«C’è un’isola vasta, Trinacria, ammassata sopra le membra di un gigante: sotto le sue grandi rocce essa tiene schiacciato Tifeo, che osò sperare d’impadronirsi della sede del cielo. Egli si agita, è vero, e spesso si dibatte per rialzarsi, ma sopra la sua mano destra sta Peloro, vicino all’Ausonia, sopra la sinistra tu, Pachino, Lilibeo gli comprime le gambe, sopra la testa grava l’Etna. Dal fondo, supino, Tifeo inferocito proietta sabbia e vomita fiamme dalla bocca. Spesso si sforza di smuovere il peso e di scrollarsi di dosso le città e le grandi montagne: allora la terra trema, e perfino il re dei morti muti ha paura che il suolo si squarci e che una larga voragine ne dischiuda i segreti e che la luce irrompendo semini terrore e confusione tra le ombre.

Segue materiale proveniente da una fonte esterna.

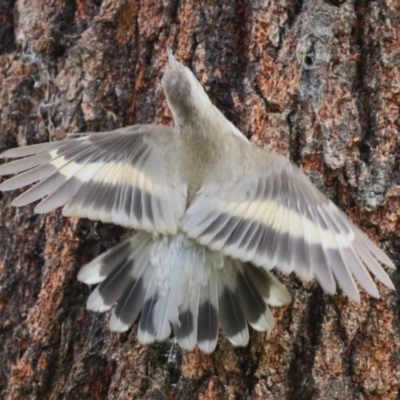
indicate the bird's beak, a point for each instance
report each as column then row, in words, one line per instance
column 171, row 58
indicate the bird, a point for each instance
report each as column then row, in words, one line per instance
column 213, row 214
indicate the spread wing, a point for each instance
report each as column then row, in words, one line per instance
column 128, row 176
column 273, row 216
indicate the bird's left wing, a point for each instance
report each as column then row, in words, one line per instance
column 271, row 215
column 128, row 176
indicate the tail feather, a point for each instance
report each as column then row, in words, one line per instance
column 207, row 330
column 186, row 328
column 111, row 289
column 129, row 306
column 231, row 316
column 254, row 307
column 147, row 330
column 179, row 285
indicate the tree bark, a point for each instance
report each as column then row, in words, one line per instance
column 317, row 81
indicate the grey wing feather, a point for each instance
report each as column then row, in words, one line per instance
column 271, row 215
column 128, row 176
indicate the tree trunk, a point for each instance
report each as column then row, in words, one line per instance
column 317, row 81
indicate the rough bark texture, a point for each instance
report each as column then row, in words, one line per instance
column 318, row 81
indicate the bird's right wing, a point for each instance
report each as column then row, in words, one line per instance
column 128, row 176
column 271, row 215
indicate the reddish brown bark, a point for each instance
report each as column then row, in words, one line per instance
column 317, row 81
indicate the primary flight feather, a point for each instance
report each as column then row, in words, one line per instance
column 215, row 215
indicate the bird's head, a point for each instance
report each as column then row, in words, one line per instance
column 185, row 95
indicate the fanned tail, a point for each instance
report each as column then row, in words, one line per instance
column 176, row 284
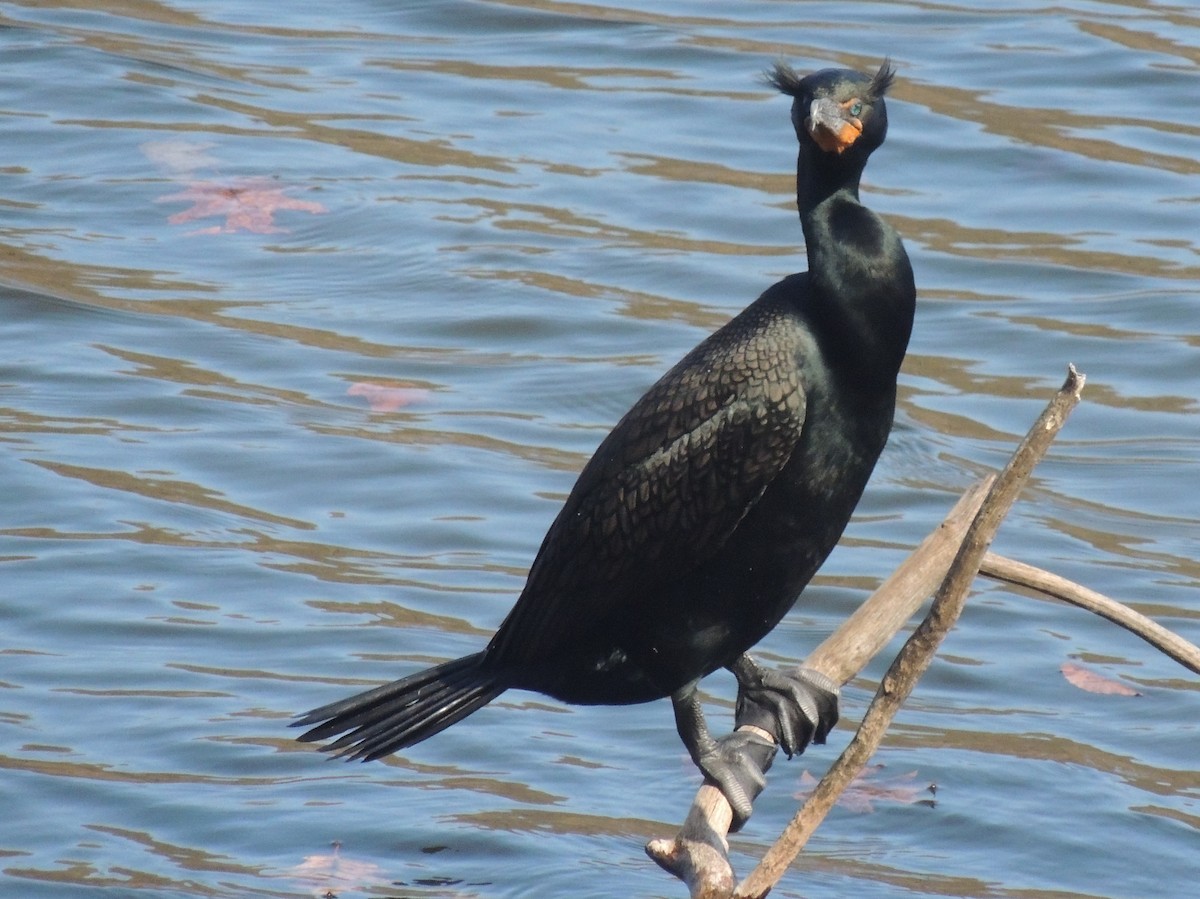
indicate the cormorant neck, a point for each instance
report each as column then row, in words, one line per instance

«“Proprio nel timore di una catastrofe di questo genere il sovrano era uscito dalla sua sede tenebrosa e su un cocchio tirato da cavalli neri faceva il giro della terra di Sicilia per ispezionarne le fondamenta. Si era ormai convinto che nessun punto pericolava, e si era tranquillizzato, quando Venere dall’alto del suo monte, l’Érice, lo vide che ancora vagava, e stretto a sé il suo alato figliolo disse: ‘Armi mie e mani mie, figlio, strumento della mia potenza, prendi quelle frecce con cui vinci tutti, o Cupido, e scagliane una veloce nel petto del dio a cui è toccato in sorte l’ultimo dei tre regni. Tu vinci e domi gli dèi del cielo e lo stesso Giove, tu vinci e domi le divinità del mare e anche colui che regna sulle divinità del mare. Perché il Tartaro deve fare eccezione? Perché non estendi l’impero tuo e di tua madre? Si tratta di un terzo del mondo! E invece in cielo, tanta è stata finora la mia pazienza, sono disprezzata, e col mio è sminuito anche il potere di Amore. Non vedi che Pàllade e Diana l’arciera non mi degnano? Anche la figlia di Cèrere, se lasciamo perdere, rimarrà vergine: nutre infatti le stesse aspirazioni. Tu però, per il nostro regno comune, se un poco ti sta a cuore, fai che la divina fanciulla si unisca allo zio’. Così disse Venere. E Cupido aprì la faretra, e ubbidendo alla madre, tra le sue mille frecce ne scelse una, ma una che più acuminata e più stabile e più sensibile alla corda non avrebbe potuto essere. Aiutandosi col ginocchio curvò l’arco flessibile, e con la canna uncinata colpì Plutone diritto nel cuore.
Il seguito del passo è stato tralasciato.